Meningitis and cerebral abscess (7)

A

4 main categories of meningitis:
- Bacterial (acute pyogenic)
- Viral (lymphocytic)
- Chronic (TB or fungal)
- Non infectious (Sarcoid)
Thick, leptomeningeal enhancement in the appropriate clinical setting.
Complications include thrombosis, vasospasm (leading to stroke), empyema, ventriculitis, hydrocephalus, abscess.
Infants often get sterile reactive subdurals (less common in adults).
Abscess imaging: DWI restricts, MRS - raised lactate, PET FDG - increased metabolic

59
Q

Empyema (4)

A

Subdural or epidural.
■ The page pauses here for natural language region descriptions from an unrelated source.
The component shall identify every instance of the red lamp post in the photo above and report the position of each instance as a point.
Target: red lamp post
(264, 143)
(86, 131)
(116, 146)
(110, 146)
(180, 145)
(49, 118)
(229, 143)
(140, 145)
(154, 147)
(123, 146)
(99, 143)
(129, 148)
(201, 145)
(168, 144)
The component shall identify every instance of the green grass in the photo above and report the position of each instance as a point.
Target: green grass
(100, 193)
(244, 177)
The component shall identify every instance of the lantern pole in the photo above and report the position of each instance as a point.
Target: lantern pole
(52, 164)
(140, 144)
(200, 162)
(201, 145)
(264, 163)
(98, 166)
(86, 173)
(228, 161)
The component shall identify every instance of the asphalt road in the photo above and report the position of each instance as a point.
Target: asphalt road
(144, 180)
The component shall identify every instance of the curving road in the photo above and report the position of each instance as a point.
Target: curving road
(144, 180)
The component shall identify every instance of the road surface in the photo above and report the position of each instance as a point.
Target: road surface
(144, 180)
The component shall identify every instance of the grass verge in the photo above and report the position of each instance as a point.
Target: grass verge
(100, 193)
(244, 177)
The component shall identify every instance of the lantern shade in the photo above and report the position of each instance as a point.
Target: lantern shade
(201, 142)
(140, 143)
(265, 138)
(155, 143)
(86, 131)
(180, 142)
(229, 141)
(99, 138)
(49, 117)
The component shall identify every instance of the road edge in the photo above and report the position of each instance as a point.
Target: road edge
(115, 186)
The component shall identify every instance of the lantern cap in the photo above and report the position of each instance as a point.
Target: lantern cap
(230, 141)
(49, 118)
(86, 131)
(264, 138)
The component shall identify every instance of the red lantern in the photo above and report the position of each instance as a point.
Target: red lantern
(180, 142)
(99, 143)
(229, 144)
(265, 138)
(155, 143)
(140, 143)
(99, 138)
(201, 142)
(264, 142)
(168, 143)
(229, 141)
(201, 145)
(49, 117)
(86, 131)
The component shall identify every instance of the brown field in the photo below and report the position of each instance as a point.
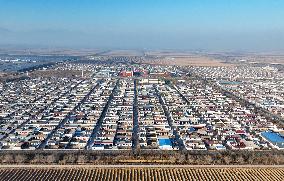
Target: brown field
(136, 173)
(193, 61)
(122, 53)
(188, 61)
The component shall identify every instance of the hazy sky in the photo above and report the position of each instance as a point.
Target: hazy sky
(252, 25)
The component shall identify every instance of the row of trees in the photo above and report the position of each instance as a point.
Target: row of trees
(161, 157)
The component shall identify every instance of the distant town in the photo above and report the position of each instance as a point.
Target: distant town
(140, 103)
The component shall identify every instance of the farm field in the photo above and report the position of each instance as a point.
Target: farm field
(142, 173)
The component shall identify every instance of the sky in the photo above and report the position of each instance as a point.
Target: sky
(215, 25)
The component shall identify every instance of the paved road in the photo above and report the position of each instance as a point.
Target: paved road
(142, 166)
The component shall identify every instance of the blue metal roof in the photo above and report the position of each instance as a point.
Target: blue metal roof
(273, 137)
(165, 141)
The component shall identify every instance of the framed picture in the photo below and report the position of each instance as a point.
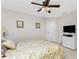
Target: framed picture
(20, 24)
(37, 25)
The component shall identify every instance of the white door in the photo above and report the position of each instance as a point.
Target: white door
(51, 30)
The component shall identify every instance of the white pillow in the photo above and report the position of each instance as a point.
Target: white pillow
(9, 44)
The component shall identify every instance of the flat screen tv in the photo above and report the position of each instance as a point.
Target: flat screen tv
(69, 29)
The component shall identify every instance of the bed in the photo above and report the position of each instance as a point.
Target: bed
(36, 49)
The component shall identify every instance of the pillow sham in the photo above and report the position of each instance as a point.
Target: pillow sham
(9, 44)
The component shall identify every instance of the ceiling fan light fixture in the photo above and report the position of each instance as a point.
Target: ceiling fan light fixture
(45, 9)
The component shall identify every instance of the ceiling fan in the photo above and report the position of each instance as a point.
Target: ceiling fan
(45, 6)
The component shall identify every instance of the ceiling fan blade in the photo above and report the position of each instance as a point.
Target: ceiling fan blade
(56, 6)
(39, 10)
(36, 3)
(49, 11)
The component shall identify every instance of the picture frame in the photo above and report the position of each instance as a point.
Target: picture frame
(20, 24)
(37, 25)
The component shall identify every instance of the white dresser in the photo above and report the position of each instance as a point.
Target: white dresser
(69, 40)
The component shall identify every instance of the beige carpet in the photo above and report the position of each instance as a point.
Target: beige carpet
(70, 54)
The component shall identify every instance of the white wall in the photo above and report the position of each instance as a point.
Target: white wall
(67, 19)
(29, 31)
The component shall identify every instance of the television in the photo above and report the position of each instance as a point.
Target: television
(69, 29)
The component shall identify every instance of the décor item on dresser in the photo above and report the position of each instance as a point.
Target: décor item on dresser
(9, 44)
(3, 51)
(20, 24)
(4, 32)
(37, 25)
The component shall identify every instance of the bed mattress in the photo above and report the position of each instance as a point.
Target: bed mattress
(36, 49)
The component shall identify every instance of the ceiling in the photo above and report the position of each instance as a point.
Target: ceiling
(25, 6)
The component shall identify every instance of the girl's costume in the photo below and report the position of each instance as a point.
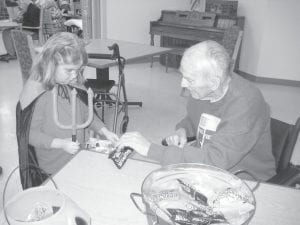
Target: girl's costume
(35, 100)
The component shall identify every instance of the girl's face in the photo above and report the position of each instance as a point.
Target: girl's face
(68, 73)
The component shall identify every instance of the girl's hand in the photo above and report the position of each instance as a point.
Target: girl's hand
(109, 135)
(178, 138)
(66, 144)
(136, 141)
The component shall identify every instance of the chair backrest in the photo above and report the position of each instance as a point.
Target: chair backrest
(232, 40)
(53, 21)
(38, 30)
(284, 137)
(25, 51)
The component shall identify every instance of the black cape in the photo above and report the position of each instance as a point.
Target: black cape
(30, 173)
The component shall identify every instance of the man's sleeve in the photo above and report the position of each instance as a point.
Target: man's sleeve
(234, 139)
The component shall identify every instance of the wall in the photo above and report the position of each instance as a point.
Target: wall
(271, 46)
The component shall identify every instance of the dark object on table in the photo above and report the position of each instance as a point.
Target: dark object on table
(120, 157)
(284, 138)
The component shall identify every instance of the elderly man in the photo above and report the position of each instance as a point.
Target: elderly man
(227, 114)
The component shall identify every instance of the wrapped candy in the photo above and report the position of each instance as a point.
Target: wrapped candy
(119, 157)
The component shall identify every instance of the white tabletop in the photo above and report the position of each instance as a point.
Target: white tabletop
(129, 50)
(8, 24)
(102, 190)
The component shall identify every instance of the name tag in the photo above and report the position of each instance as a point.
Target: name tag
(209, 122)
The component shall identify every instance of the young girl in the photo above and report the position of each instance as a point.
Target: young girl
(60, 64)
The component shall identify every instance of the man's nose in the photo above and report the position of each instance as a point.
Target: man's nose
(184, 83)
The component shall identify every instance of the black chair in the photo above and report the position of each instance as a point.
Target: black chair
(284, 138)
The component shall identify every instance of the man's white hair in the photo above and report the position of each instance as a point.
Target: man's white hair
(208, 57)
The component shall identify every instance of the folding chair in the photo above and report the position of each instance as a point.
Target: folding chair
(284, 138)
(25, 51)
(103, 95)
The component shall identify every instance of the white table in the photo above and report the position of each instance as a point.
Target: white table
(102, 190)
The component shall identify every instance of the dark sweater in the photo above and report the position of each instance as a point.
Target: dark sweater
(242, 139)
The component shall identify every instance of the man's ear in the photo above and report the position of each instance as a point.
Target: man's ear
(215, 83)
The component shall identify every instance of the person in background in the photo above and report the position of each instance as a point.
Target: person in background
(41, 142)
(16, 10)
(226, 113)
(64, 5)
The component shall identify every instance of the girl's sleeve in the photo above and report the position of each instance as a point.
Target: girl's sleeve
(37, 137)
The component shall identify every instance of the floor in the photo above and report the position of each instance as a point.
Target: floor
(162, 108)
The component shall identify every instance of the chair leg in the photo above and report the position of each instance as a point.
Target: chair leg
(167, 62)
(151, 64)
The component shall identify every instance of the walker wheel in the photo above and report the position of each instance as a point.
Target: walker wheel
(124, 124)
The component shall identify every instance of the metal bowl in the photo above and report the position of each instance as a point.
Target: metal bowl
(193, 194)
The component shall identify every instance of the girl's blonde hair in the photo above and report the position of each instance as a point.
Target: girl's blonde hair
(61, 48)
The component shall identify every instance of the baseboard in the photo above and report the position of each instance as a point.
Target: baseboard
(267, 80)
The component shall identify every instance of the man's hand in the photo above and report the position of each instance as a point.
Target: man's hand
(66, 144)
(109, 135)
(178, 138)
(136, 141)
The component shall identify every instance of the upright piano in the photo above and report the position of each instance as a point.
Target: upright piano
(181, 29)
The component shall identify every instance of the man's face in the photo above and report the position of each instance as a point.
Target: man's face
(199, 86)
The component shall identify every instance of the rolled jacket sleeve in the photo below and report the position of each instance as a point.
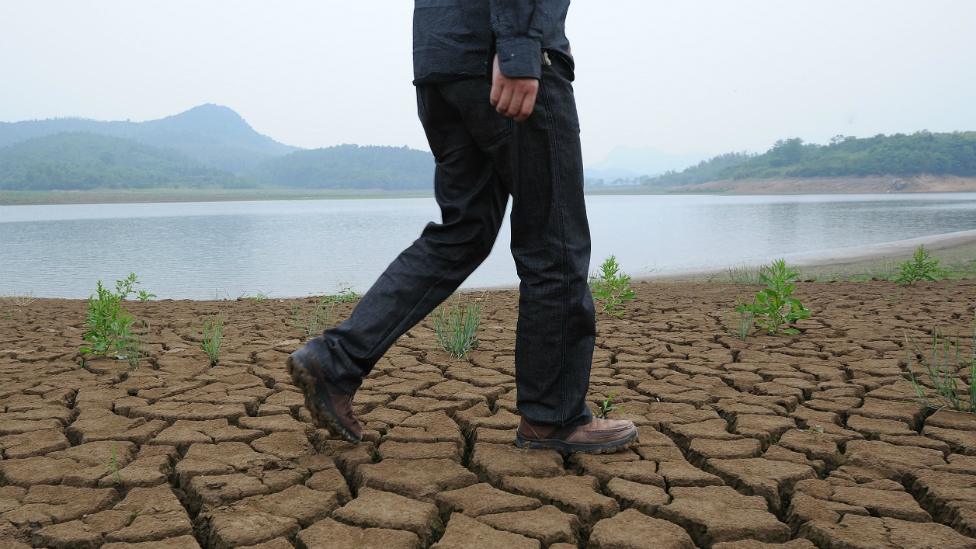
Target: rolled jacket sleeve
(517, 25)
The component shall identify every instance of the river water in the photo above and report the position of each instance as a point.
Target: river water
(296, 248)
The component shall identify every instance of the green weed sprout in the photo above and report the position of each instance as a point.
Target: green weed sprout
(456, 326)
(345, 295)
(607, 407)
(109, 328)
(213, 331)
(611, 288)
(774, 306)
(943, 368)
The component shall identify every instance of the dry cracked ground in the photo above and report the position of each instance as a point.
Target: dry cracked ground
(794, 442)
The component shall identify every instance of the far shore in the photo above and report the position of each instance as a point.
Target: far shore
(955, 252)
(839, 185)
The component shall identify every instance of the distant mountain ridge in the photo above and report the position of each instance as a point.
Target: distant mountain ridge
(88, 161)
(207, 146)
(921, 153)
(212, 134)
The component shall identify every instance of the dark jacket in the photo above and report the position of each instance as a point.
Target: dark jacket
(457, 38)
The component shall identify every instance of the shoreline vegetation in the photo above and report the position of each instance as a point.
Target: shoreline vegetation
(781, 186)
(956, 253)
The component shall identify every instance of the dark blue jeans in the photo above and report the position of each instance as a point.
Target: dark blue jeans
(482, 158)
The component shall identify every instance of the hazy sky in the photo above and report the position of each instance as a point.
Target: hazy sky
(681, 76)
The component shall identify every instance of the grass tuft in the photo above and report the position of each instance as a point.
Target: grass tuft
(213, 333)
(945, 368)
(456, 326)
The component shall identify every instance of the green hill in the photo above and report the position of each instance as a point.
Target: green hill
(922, 153)
(79, 161)
(212, 134)
(349, 167)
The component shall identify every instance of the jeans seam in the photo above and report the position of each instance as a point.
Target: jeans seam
(393, 329)
(557, 196)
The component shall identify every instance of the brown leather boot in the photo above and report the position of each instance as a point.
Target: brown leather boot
(330, 408)
(599, 436)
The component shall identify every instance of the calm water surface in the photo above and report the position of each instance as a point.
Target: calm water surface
(296, 248)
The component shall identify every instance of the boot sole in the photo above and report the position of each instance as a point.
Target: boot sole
(321, 411)
(564, 447)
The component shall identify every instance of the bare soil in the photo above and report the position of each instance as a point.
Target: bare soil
(797, 442)
(840, 185)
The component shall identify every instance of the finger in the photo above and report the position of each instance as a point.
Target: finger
(516, 103)
(527, 106)
(496, 93)
(505, 100)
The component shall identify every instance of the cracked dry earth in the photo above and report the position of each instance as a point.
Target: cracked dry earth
(793, 442)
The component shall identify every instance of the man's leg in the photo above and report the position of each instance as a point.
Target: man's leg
(539, 161)
(472, 205)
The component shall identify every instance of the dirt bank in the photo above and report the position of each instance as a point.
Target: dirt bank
(806, 441)
(838, 185)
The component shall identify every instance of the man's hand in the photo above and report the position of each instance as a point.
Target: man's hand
(513, 97)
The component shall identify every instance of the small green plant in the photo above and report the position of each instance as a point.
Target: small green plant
(611, 288)
(145, 295)
(345, 295)
(774, 306)
(943, 369)
(922, 266)
(740, 322)
(456, 326)
(20, 300)
(313, 321)
(109, 327)
(607, 407)
(113, 466)
(213, 332)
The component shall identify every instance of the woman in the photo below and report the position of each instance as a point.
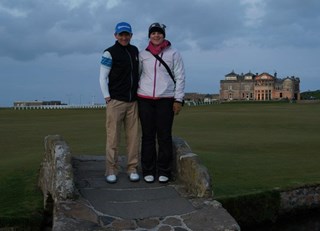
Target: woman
(160, 97)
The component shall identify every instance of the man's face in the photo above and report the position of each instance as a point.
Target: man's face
(123, 38)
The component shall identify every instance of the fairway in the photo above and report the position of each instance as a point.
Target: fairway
(248, 148)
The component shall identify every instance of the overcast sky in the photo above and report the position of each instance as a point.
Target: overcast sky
(51, 50)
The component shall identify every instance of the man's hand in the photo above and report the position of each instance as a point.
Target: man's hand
(177, 106)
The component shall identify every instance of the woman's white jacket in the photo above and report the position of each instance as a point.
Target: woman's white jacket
(155, 81)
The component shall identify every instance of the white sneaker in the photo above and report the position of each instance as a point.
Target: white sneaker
(111, 178)
(163, 179)
(149, 178)
(134, 177)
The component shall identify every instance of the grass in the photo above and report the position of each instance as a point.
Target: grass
(247, 148)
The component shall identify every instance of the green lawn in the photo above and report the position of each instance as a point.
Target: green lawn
(247, 148)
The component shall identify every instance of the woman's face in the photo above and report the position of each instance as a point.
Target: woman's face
(156, 38)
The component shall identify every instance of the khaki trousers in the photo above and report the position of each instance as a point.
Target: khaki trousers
(120, 113)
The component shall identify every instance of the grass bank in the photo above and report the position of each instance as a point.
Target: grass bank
(248, 148)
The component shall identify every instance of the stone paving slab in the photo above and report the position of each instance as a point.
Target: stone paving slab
(125, 199)
(138, 206)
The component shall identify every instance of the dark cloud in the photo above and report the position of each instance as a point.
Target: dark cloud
(63, 40)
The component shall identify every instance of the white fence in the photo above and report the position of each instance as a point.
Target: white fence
(51, 107)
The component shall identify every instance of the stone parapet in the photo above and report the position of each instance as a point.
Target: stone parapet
(189, 171)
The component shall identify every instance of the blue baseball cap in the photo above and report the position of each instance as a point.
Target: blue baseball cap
(123, 27)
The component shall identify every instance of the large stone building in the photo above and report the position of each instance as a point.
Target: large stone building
(260, 87)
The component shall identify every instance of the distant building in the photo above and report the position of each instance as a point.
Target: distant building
(260, 87)
(35, 103)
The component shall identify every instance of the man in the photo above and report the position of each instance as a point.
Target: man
(119, 76)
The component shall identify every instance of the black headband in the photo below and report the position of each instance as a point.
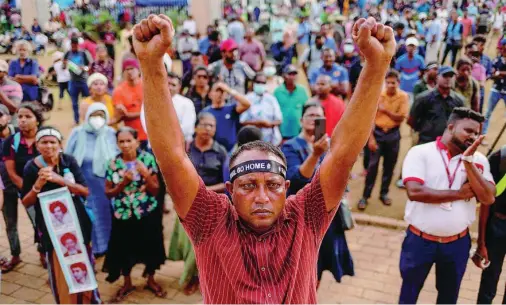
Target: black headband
(255, 166)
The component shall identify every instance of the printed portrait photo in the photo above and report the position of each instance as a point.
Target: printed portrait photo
(79, 274)
(59, 214)
(69, 244)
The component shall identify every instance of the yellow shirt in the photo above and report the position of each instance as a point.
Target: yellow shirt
(85, 103)
(398, 104)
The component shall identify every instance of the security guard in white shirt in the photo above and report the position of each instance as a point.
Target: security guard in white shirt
(442, 179)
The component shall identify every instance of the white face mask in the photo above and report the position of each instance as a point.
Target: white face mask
(96, 122)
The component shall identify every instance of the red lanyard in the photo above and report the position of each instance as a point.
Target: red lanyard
(451, 178)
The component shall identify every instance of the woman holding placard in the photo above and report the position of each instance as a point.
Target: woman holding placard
(137, 233)
(51, 171)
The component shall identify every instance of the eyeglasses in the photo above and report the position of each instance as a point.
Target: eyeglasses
(206, 125)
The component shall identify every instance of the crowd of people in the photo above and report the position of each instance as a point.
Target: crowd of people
(241, 91)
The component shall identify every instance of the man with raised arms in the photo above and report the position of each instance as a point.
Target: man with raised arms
(262, 248)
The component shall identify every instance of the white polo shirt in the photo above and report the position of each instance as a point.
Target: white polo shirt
(424, 163)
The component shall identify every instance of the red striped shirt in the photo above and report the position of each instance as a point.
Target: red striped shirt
(238, 266)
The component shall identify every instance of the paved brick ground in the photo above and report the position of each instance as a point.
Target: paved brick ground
(375, 253)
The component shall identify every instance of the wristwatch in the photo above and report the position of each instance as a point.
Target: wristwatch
(469, 159)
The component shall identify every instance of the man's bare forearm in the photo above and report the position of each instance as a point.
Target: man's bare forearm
(348, 138)
(484, 190)
(166, 137)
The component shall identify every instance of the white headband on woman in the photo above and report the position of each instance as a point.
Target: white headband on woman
(48, 132)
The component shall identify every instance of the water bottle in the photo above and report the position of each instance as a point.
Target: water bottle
(67, 175)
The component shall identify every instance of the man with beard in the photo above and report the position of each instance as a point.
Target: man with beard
(230, 69)
(442, 179)
(245, 247)
(466, 86)
(431, 109)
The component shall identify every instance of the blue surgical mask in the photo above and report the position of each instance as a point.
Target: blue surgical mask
(259, 88)
(269, 71)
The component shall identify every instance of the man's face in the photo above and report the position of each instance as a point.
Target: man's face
(432, 73)
(206, 129)
(79, 274)
(445, 81)
(174, 86)
(307, 120)
(464, 72)
(98, 88)
(259, 198)
(290, 78)
(201, 78)
(391, 85)
(328, 59)
(132, 74)
(464, 133)
(232, 55)
(70, 245)
(197, 61)
(74, 47)
(22, 52)
(323, 86)
(58, 214)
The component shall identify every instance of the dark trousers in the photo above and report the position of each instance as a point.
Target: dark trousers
(417, 257)
(455, 51)
(77, 88)
(388, 148)
(10, 213)
(496, 248)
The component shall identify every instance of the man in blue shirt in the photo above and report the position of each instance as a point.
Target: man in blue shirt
(337, 74)
(409, 65)
(227, 115)
(25, 71)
Same rules as blood for crossing dural attachments (epidurals don’t) or crossing falx (subdurals don’t).
Subdural is more common and have more complications.
Most subdurals are due to frontal sinusitis, as are most epidurals.
Often T1 bright and restrict diffusion.

60
Q

Intraaxial infections (4)

A

Cerebritis, Abscess and Ventriculitis.
Lots of causes via direct or haematogenous spread.
Left to right shunts and pulmonary AVMs are important causes.
Cerebritis is early form of intra-axial infection, which can lead to abscess if not treated.

61
Q

Ventriculitis (3)

A

Usually due to shint placement or intrathecal chemo.
Ventricle will enhance and can sometimes seen ventricular fluid-fluid levels.
If septa start to develop, can get obstructive hydrocephalus.
Intraventricular extension of abscess is serious/ominous “pre terminal” event.